Your child doesn’t have to go on to harm themselves physically. Your placing of their Christian and secular education and development into adulthood in the hands of the spiritually carnal Christian or even spiritually dead unbeliever can result in unexpected and unwanted children of their own, miserable or broken marriages and divorce, and a lifetime of disappointment, confusion, and poverty. Or, maybe not. Maybe God will bless you in spite of your carelessness. Praise God.

In that case, let me speak to the young person who is hoping to get married and planning on building a family. Don’t look around you for exceptions to God’s way; do right and start now. Don’t look at people who have done well in spite of their careless and clumsy walk with Christ, get closer to Him as we speak. Look at your future child in your own head and imagine what kind of Christian you’d like that child to be and then you be that person first. Read your Bible every day and to a great extent, study it, be constantly in a prayerful state acknowledging the sovereignty of God, and pray for faith and pray for more love for God, your parents, your spouse, siblings, friends, church, community, and nation.

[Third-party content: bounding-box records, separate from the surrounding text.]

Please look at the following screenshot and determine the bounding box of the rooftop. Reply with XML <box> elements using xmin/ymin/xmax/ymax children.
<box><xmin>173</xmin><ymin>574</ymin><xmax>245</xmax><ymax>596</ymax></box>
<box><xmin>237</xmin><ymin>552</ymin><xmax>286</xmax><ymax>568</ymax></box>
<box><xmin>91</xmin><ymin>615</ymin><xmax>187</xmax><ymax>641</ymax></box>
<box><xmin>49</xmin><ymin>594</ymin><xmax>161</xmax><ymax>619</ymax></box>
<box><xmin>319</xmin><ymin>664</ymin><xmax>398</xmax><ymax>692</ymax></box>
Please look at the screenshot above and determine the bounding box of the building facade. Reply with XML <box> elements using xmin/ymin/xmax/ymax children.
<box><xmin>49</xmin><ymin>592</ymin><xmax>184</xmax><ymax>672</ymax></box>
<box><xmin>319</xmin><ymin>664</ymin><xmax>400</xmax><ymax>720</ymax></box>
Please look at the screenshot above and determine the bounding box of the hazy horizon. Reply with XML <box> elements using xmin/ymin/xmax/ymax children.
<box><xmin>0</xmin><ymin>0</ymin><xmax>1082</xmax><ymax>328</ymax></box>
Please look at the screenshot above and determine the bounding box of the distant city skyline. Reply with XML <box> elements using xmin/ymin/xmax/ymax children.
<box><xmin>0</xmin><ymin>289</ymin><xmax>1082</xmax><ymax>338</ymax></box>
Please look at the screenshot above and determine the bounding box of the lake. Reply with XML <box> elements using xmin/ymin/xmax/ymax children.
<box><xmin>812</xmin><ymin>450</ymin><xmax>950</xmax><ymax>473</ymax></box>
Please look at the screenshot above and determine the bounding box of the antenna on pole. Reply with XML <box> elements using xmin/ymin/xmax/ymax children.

Be faithful to meet with your own church body and be supportive of and pray for your Pastor. Practice the presence of Christ. Realize that you have God’s Spirit dwelling in you and He goes where you go and sees what you see and is with you when you do anything.

You’ll have to live in front of your children one day. Live in way that is pleasing to God and that glorifies Him. I believe and have seen, and I think I can promise you, that it will be a wonderful thing to walk hand in hand with your child and Christ together. As has been said, “only one life, will soon be past, only what’s done for Christ will last.”